Random and systematic errors

Author: Hans Lohninger

Mistakes happen when measuring data. These errors can be divided into three categories:

  • systematic errors: Errors that arise because, for example, a measuring device is incorrectly calibrated or the samples are contaminated. Systematic errors are expressed in an (often) constant or proportional shift in the measured values. Systematic errors affect the accuracy, they can both add up and cancel each other out.
  • random errors: arise from random processes during the measurement, e.g. the thermal noise of the sensor or the quantization noise. Random errors affect the precision of a measurement and always add up (see error propagation law).
  • Runaway: are individual values ‚Äč‚Äčthat are far outside the usual measured values. Rough outliers can be easily identified and removed.

The easiest way to do this is accuracy and precision imagine at a darts game. If the player has a high degree of correctness, he hits the bull's eye on average. However, this is of little help if the precision of his throws is poor. Conversely, a player with a steady hand can achieve very good precision and still hit the center of the target permanently.

Left: High accuracy with high precision. Middle: High accuracy with low precision. Right: Low accuracy with high precision. Obviously a systematic error occurs here. Click on the picture to start an interactive example.

If this distinction between correctness and precision is transferred to statistics, it is obvious that the correctness of a measurement can be described by the mean value (or in general any measure of the position of the distribution of the measured values), the precision by the standard deviation (or by another spread).(1)

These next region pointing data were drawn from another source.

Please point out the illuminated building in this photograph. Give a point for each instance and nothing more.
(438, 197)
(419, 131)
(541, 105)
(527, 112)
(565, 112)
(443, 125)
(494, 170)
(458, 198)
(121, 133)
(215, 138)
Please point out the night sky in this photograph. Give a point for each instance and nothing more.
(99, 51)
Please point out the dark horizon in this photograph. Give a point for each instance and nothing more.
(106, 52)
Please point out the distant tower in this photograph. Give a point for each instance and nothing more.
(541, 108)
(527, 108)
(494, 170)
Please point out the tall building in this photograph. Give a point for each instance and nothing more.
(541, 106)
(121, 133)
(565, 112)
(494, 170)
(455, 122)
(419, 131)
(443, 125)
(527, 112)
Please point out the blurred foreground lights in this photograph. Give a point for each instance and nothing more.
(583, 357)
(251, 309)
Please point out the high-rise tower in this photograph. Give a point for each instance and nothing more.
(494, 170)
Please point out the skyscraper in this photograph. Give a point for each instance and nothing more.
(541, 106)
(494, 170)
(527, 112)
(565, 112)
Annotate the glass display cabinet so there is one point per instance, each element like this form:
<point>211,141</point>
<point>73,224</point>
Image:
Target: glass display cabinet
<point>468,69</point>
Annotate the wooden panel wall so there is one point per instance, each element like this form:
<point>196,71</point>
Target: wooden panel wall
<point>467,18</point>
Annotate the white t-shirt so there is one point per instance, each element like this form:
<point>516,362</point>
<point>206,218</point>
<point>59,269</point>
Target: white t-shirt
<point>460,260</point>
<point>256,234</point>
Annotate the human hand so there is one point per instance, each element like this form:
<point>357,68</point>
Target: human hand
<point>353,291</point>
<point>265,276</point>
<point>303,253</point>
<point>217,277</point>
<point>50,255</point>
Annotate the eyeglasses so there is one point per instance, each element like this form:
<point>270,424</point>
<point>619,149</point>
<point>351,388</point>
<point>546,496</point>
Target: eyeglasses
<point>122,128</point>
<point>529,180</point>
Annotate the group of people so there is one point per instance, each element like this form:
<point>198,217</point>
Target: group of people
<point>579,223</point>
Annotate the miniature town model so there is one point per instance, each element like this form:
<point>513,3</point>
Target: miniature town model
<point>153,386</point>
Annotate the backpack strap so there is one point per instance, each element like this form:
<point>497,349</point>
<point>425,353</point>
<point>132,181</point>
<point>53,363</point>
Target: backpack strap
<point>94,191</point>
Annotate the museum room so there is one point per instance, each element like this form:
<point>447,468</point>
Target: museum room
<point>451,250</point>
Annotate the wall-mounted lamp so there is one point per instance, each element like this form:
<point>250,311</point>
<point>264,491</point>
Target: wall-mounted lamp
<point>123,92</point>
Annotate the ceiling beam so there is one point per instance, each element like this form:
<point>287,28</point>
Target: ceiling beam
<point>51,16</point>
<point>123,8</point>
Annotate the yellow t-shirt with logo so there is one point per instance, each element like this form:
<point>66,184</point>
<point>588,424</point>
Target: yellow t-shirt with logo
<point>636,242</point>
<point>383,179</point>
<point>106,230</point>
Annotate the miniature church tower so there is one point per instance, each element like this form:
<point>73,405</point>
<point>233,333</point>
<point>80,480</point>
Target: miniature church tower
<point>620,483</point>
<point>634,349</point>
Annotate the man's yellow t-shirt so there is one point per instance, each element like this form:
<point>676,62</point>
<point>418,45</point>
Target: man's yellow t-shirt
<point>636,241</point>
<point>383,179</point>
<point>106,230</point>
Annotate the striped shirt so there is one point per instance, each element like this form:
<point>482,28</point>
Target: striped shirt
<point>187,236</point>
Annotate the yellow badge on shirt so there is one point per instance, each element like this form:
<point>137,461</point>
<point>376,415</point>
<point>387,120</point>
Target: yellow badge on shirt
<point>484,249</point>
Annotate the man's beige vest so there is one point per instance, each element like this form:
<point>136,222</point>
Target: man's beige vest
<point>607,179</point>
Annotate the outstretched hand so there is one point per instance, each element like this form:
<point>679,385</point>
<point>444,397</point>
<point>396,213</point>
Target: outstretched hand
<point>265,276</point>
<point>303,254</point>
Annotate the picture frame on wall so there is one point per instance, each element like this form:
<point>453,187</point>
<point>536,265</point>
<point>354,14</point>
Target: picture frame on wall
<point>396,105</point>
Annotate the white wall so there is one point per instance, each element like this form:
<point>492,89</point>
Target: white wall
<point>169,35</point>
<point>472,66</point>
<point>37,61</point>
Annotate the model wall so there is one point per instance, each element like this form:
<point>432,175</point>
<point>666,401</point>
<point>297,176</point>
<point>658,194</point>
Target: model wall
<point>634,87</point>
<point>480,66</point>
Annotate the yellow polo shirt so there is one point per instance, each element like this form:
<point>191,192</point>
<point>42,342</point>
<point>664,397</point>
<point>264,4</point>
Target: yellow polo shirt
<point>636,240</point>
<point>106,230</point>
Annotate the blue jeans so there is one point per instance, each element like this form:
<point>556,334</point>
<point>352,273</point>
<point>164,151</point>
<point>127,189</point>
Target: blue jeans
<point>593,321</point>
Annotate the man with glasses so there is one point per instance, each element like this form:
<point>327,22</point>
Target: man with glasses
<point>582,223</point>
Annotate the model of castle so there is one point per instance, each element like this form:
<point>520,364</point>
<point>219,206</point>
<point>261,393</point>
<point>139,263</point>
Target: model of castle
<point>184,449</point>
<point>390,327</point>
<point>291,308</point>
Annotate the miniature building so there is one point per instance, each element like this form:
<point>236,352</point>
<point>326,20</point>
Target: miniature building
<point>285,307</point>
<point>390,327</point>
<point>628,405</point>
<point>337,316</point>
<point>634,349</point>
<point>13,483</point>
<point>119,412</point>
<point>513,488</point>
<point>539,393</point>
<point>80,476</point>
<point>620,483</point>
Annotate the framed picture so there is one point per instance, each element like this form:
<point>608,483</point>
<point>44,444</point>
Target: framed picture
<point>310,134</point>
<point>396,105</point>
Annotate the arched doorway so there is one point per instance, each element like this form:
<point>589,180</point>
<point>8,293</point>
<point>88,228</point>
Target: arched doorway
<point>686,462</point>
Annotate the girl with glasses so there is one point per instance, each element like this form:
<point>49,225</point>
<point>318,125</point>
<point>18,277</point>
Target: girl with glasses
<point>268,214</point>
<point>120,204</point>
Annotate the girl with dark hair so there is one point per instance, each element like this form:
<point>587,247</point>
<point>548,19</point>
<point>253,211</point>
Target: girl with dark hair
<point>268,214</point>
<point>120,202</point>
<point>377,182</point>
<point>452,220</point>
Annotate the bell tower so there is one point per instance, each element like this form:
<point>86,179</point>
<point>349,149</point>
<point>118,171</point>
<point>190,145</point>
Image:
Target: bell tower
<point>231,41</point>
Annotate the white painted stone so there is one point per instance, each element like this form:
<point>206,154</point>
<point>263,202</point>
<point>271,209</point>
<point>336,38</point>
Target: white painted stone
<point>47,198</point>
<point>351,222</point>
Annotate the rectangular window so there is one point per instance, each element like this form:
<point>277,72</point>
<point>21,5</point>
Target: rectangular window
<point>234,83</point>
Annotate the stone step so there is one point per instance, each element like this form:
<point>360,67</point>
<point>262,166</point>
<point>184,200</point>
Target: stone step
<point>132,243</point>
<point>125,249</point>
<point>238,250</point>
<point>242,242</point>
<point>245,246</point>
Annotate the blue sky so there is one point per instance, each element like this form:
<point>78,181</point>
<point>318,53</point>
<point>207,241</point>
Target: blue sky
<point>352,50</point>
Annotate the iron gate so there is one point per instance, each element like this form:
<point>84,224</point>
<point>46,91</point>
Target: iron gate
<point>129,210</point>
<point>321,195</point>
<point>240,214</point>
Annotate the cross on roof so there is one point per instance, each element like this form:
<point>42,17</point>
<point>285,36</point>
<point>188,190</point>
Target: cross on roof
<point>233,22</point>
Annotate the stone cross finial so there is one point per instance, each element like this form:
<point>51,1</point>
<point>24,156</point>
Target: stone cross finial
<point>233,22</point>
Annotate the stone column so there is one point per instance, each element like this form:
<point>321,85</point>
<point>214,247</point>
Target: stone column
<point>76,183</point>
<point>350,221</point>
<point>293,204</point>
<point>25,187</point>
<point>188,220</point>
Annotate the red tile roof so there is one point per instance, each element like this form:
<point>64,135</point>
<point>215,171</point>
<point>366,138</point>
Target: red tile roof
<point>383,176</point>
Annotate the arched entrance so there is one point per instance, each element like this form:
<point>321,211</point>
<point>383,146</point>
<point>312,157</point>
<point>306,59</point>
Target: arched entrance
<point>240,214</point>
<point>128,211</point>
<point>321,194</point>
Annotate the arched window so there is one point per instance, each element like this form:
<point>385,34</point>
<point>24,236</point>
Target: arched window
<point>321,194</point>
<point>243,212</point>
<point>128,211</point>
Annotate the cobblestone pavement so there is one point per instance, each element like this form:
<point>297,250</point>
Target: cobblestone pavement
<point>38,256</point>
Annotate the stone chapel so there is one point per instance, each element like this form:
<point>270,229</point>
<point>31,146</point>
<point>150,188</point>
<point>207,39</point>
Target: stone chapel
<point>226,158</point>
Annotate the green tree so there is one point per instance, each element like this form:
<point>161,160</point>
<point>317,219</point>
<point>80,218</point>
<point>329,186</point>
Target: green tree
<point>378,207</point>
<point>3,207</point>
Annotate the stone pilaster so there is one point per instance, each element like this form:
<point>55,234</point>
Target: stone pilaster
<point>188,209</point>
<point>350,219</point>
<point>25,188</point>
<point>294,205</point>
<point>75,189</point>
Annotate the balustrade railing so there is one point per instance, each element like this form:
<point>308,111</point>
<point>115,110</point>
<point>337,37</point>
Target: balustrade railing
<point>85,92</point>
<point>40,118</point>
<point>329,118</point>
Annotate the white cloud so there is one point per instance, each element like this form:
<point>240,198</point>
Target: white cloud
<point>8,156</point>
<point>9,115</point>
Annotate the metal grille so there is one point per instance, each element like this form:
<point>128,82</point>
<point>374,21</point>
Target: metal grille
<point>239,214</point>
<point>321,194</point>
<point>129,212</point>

Examples of systematic errors

Reference error:
  • Incorrect calibration: Calibration errors can produce both an additive and a multiplicative error.
  • Volume-dependent references, such as volumetric flasks, used at the wrong temperature.
  • Thermocouples always provide the difference between the measuring point and the cold point as the temperature value; if the cold junction drifts, this also changes the measured value.
  • The aging of sensors can lead to a shift in the calibration
Method error:
  • Detection reactions, the end point of which is not reached in time (equilibrium is never established due to the slow kinetics).
  • Instability best. Species can cause the signal to change during the measurement.
  • Cross-sensitivities are a general problem that can have serious effects, especially when measuring in highly complex matrices.
  • personal errors mostly stem from preferences or peculiarities of the person measuring. Operator and laboratory performance can be determined using round robin tests.